Fig. 1.

Molecular model and subcellular targeting of the heme sensor HS1. (A) Model of HS1 derived from the X-ray structures of mKATE (PDB: 3BXB) and CG6 (PDB: 3U8P). (B) The subcellular localization of HS1 was assessed by laser-scanning confocal microscopy. Cells expressing nuclear- or mitochondrial-targeted HS1 were stained with DAPI to label nuclei or mitochondria and live cells were imaged at a magnification of 63×. Images shown are representative of n=3 experiments. ‘Merge’ indicates the merged images of fluorescence from the DAPI, EGFP and mKATE2 fluorescence channels. N/A, not applicable. Scale bar: 5 μm. (C,D) Confirmation of mitochondrial (mito), nuclear (nuc), and cytosolic (cyto) HS1 localization as assessed by cell fractionation and immunoblotting. Nuclei (C) and mitochondria (D) were isolated and expression of HS1 was probed using anti-GFP antibodies. The indicated fractions were confirmed by probing the expression of PGK1, NOP1, and POR1, which are cytosolic, nuclear, and mitochondrial marker proteins, respectively.

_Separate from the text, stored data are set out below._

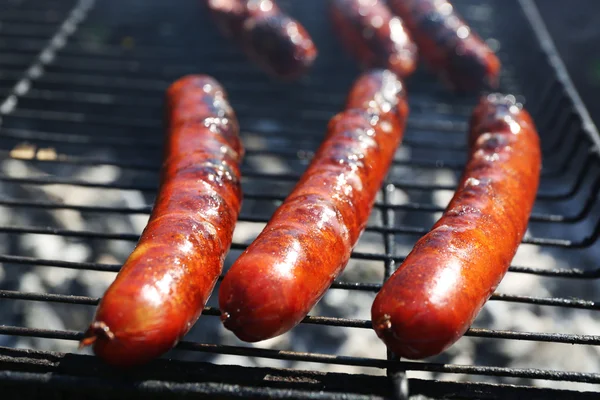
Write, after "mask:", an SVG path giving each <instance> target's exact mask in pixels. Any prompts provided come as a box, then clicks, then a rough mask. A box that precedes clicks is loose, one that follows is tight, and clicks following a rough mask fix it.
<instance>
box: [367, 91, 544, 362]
mask: <svg viewBox="0 0 600 400" xmlns="http://www.w3.org/2000/svg"><path fill="white" fill-rule="evenodd" d="M469 143H470V145H471V155H470V159H469V162H468V164H467V165H466V167H465V171H464V173H463V176H462V178H461V181H460V183H459V185H458V189H457V191H456V193H455V195H454V197H453V198H452V200H451V201H450V203H449V205H448V207H447V208H446V210H445V212H444V214H443V216H442V217H441V219H440V220H439V221H437V222H436V224H435V225H434V226H433V228H432V229H431V231H430V232H429V233H428V234H426V235H425V236H423V237H422V238H421V239H420V240H419V241H418V242H417V243H416V245H415V246H414V248H413V250H412V251H411V252H410V254H409V255H408V256H407V257H406V259H405V261H404V262H403V263H402V265H400V267H399V268H398V270H397V271H396V272H395V273H394V274H393V275H392V276H391V277H390V278H389V280H388V281H387V282H386V283H385V284H384V285H383V287H382V289H381V291H380V292H379V294H378V295H377V297H376V298H375V301H374V303H373V306H372V310H371V314H372V315H371V316H372V321H373V327H374V329H375V332H376V333H377V335H378V336H379V337H380V338H381V339H382V340H383V341H384V342H385V344H386V345H387V346H388V348H389V349H390V350H392V351H393V352H394V353H395V354H396V355H398V356H401V357H406V358H411V359H418V358H424V357H428V356H433V355H436V354H438V353H440V352H442V351H444V350H445V349H447V348H448V347H450V346H451V345H452V344H453V343H454V342H455V341H456V340H458V339H459V338H460V337H461V336H462V335H463V334H464V333H465V332H466V331H467V329H468V328H469V326H470V325H471V323H472V322H473V320H474V319H475V317H476V316H477V314H478V313H479V311H480V310H481V308H482V307H483V305H484V303H485V302H486V301H487V300H488V298H489V297H490V296H491V295H492V293H493V291H494V290H495V289H496V287H497V286H498V284H499V283H500V281H501V279H502V278H503V277H504V275H505V273H506V271H507V270H508V267H509V264H510V262H511V260H512V258H513V257H514V255H515V253H516V251H517V248H518V246H519V243H520V242H521V239H522V238H523V235H524V234H525V230H526V228H527V223H528V219H529V215H530V213H531V210H532V208H533V204H534V201H535V196H536V192H537V188H538V184H539V176H540V168H541V151H540V145H539V138H538V134H537V132H536V129H535V126H534V124H533V122H532V120H531V117H530V116H529V114H528V113H527V111H526V110H524V109H522V108H521V107H520V106H519V105H518V104H516V103H515V102H514V98H512V97H511V96H504V95H500V94H491V95H489V96H487V97H483V98H482V99H481V100H480V102H479V104H478V105H477V107H476V108H475V110H474V112H473V115H472V117H471V121H470V137H469Z"/></svg>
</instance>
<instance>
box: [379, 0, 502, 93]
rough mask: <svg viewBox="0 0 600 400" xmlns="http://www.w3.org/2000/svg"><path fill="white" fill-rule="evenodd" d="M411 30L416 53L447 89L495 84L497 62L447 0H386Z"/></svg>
mask: <svg viewBox="0 0 600 400" xmlns="http://www.w3.org/2000/svg"><path fill="white" fill-rule="evenodd" d="M389 5H390V8H391V9H392V11H393V12H394V13H396V14H397V15H398V16H400V18H402V20H403V21H404V23H405V24H406V26H407V27H408V30H409V32H410V33H411V35H412V37H413V39H414V40H415V42H416V43H417V46H418V48H419V55H420V56H421V58H422V59H423V60H424V61H426V64H427V65H428V66H429V67H430V68H431V69H432V70H433V71H435V72H436V73H437V74H438V75H439V76H440V77H441V79H442V80H443V81H444V82H445V83H446V84H447V85H448V86H449V87H451V88H453V89H456V90H458V91H476V90H480V89H482V88H484V89H495V88H497V87H498V76H499V73H500V61H499V60H498V58H497V57H496V55H495V54H494V52H493V51H492V50H491V49H490V48H489V47H488V45H486V44H485V43H484V42H483V41H482V40H481V38H480V37H479V36H478V35H477V34H476V33H475V32H473V30H472V29H471V28H470V27H469V26H468V25H467V24H466V23H465V22H464V21H463V20H462V19H461V17H460V16H459V15H458V14H457V13H456V11H455V10H454V7H453V6H452V4H451V3H450V2H449V1H447V0H389Z"/></svg>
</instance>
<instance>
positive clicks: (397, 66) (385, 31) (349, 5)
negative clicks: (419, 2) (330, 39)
mask: <svg viewBox="0 0 600 400" xmlns="http://www.w3.org/2000/svg"><path fill="white" fill-rule="evenodd" d="M329 13H330V19H331V22H332V24H333V26H334V30H335V32H336V33H337V36H338V38H339V40H340V41H341V43H342V44H343V46H344V48H345V49H346V51H347V52H348V53H350V54H351V55H352V56H353V57H354V58H355V59H357V60H358V61H359V62H360V64H361V65H362V66H363V67H365V68H387V69H389V70H391V71H392V72H394V73H395V74H396V75H398V76H399V77H400V78H406V77H408V76H409V75H411V74H412V73H413V72H414V70H415V69H416V67H417V46H416V44H415V43H414V42H413V41H412V39H411V37H410V35H409V34H408V31H407V30H406V28H405V27H404V23H403V22H402V20H401V19H400V18H399V17H397V16H394V15H393V14H392V13H391V11H390V10H389V8H388V7H387V5H385V3H383V2H382V1H381V0H329Z"/></svg>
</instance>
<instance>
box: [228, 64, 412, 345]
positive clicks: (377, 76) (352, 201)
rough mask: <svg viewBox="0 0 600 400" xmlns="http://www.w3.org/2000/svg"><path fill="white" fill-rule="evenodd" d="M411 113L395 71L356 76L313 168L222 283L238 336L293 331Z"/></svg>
mask: <svg viewBox="0 0 600 400" xmlns="http://www.w3.org/2000/svg"><path fill="white" fill-rule="evenodd" d="M407 114H408V106H407V103H406V98H405V92H404V88H403V86H402V83H401V81H400V80H399V79H398V77H397V76H396V75H395V74H393V73H392V72H390V71H388V70H373V71H368V72H366V73H364V74H363V75H361V76H360V77H359V78H358V79H357V80H356V81H355V83H354V85H353V87H352V89H351V90H350V93H349V95H348V99H347V105H346V109H345V110H344V111H343V112H341V113H339V114H337V115H336V116H334V117H333V118H332V119H331V120H330V122H329V124H328V127H327V135H326V137H325V139H324V141H323V143H322V144H321V146H320V147H319V149H318V151H317V153H316V154H315V156H314V158H313V160H312V161H311V164H310V165H309V167H308V169H307V170H306V172H305V173H304V174H303V175H302V177H301V178H300V180H299V182H298V183H297V185H296V186H295V188H294V189H293V191H292V193H291V194H290V195H289V196H288V197H287V198H286V200H285V201H284V202H283V204H282V205H281V206H280V207H279V208H278V209H277V210H276V211H275V213H274V215H273V216H272V218H271V220H270V221H269V222H268V223H267V225H266V227H265V228H264V229H263V231H262V232H261V233H260V234H259V236H258V237H257V238H256V240H255V241H254V242H253V243H252V244H251V245H250V246H249V247H248V248H247V249H246V250H245V251H244V252H243V253H242V254H241V256H240V257H239V258H238V260H237V261H236V262H235V263H234V264H233V266H232V267H231V269H230V270H229V271H228V272H227V274H226V275H225V278H224V279H223V282H222V283H221V286H220V289H219V305H220V307H221V312H222V317H221V318H222V321H223V323H224V325H225V327H226V328H227V329H229V330H231V331H233V333H234V334H235V335H236V336H237V337H238V338H240V339H242V340H245V341H248V342H256V341H260V340H265V339H268V338H271V337H274V336H277V335H280V334H282V333H284V332H286V331H288V330H290V329H291V328H293V327H294V326H295V325H297V324H298V323H299V322H300V321H301V320H302V319H303V318H304V317H305V316H306V315H307V314H308V312H309V311H310V309H311V308H312V307H313V306H314V305H315V304H316V303H317V302H318V301H319V299H320V298H321V297H322V296H323V294H324V293H325V291H326V290H327V289H328V288H329V286H330V285H331V283H332V282H333V280H334V278H335V277H336V276H337V275H338V274H339V273H340V272H341V271H342V270H343V268H344V267H345V266H346V264H347V262H348V260H349V258H350V253H351V251H352V248H353V247H354V245H355V244H356V242H357V240H358V238H359V236H360V234H361V233H362V231H363V230H364V228H365V225H366V223H367V219H368V217H369V214H370V211H371V208H372V206H373V202H374V200H375V197H376V194H377V191H378V190H379V188H380V186H381V184H382V181H383V179H384V177H385V175H386V173H387V170H388V168H389V166H390V164H391V162H392V159H393V156H394V153H395V150H396V147H397V146H398V145H399V143H400V141H401V139H402V135H403V130H404V125H405V120H406V116H407Z"/></svg>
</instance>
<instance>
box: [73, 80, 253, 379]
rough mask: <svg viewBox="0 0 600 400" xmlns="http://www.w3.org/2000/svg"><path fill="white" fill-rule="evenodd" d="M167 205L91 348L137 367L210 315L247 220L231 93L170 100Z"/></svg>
mask: <svg viewBox="0 0 600 400" xmlns="http://www.w3.org/2000/svg"><path fill="white" fill-rule="evenodd" d="M166 103H167V107H166V113H167V116H166V125H167V130H168V133H167V137H166V147H165V153H164V163H163V166H162V169H161V182H160V187H159V191H158V196H157V199H156V202H155V204H154V208H153V210H152V214H151V215H150V218H149V221H148V224H147V225H146V227H145V229H144V231H143V233H142V235H141V237H140V240H139V242H138V243H137V245H136V247H135V249H134V250H133V252H132V253H131V255H130V256H129V258H128V259H127V261H126V262H125V264H124V265H123V267H122V268H121V271H120V272H119V273H118V275H117V277H116V279H115V281H114V282H113V283H112V284H111V285H110V287H109V288H108V289H107V291H106V293H105V295H104V297H103V298H102V300H101V301H100V304H99V305H98V308H97V310H96V314H95V316H94V320H93V322H92V323H91V325H90V327H89V329H88V330H87V332H86V333H85V337H84V339H83V340H82V341H81V345H82V346H87V345H93V349H94V352H95V353H96V355H98V356H99V357H101V358H102V359H103V360H104V361H106V362H107V363H109V364H113V365H116V366H120V367H127V366H132V365H137V364H142V363H144V362H147V361H149V360H151V359H153V358H155V357H158V356H160V355H161V354H163V353H165V352H166V351H168V350H169V349H171V348H172V347H173V346H175V345H176V344H177V342H178V341H179V340H180V339H181V338H182V337H183V336H184V335H185V334H186V333H187V332H188V331H189V329H190V328H191V327H192V325H193V324H194V323H195V322H196V320H197V319H198V317H199V316H200V314H201V312H202V310H203V308H204V305H205V304H206V301H207V300H208V297H209V295H210V294H211V292H212V290H213V288H214V286H215V283H216V282H217V279H218V277H219V274H220V273H221V271H222V267H223V261H224V259H225V255H226V253H227V252H228V250H229V247H230V245H231V241H232V236H233V229H234V225H235V223H236V221H237V217H238V214H239V211H240V207H241V202H242V192H241V186H240V171H239V163H240V161H241V158H242V156H243V148H242V145H241V142H240V139H239V137H238V130H239V128H238V122H237V118H236V116H235V113H234V111H233V110H232V108H231V107H230V105H229V103H228V99H227V95H226V93H225V91H224V90H223V88H222V87H221V85H220V84H219V83H218V82H217V81H216V80H214V79H213V78H211V77H209V76H205V75H190V76H185V77H183V78H181V79H179V80H177V81H176V82H174V83H173V84H172V85H171V86H170V87H169V89H168V91H167V99H166Z"/></svg>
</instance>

Whole cell extract (WCE), derived from the spheroplast fraction (5% of input loaded), nuclear fraction (NF), mitochondrial fraction (MF), post-mitochondrial fraction (PMF), or post-nuclear fraction (PNF) were electrophoresed on a 14% Tris-glycine SDS–PAGE gel. Blots shown are representative of n=2 experiments. (E) Validation that mitochondrial- and nuclear-targeted HS1 do not respond to cytosolic heme. hem1Δ cells expressing cytosolic, nuclear, or mitochondrial HS1 were permeabilized with digitonin, a plasma-membrane-specific permeabilizing agent, and incubated with the indicated concentration of heme. Fluorimetry data represent mean±s.d. of three biological replicates. *P<0.00001 (one-way ANOVA with Dunnett's post-hoc test).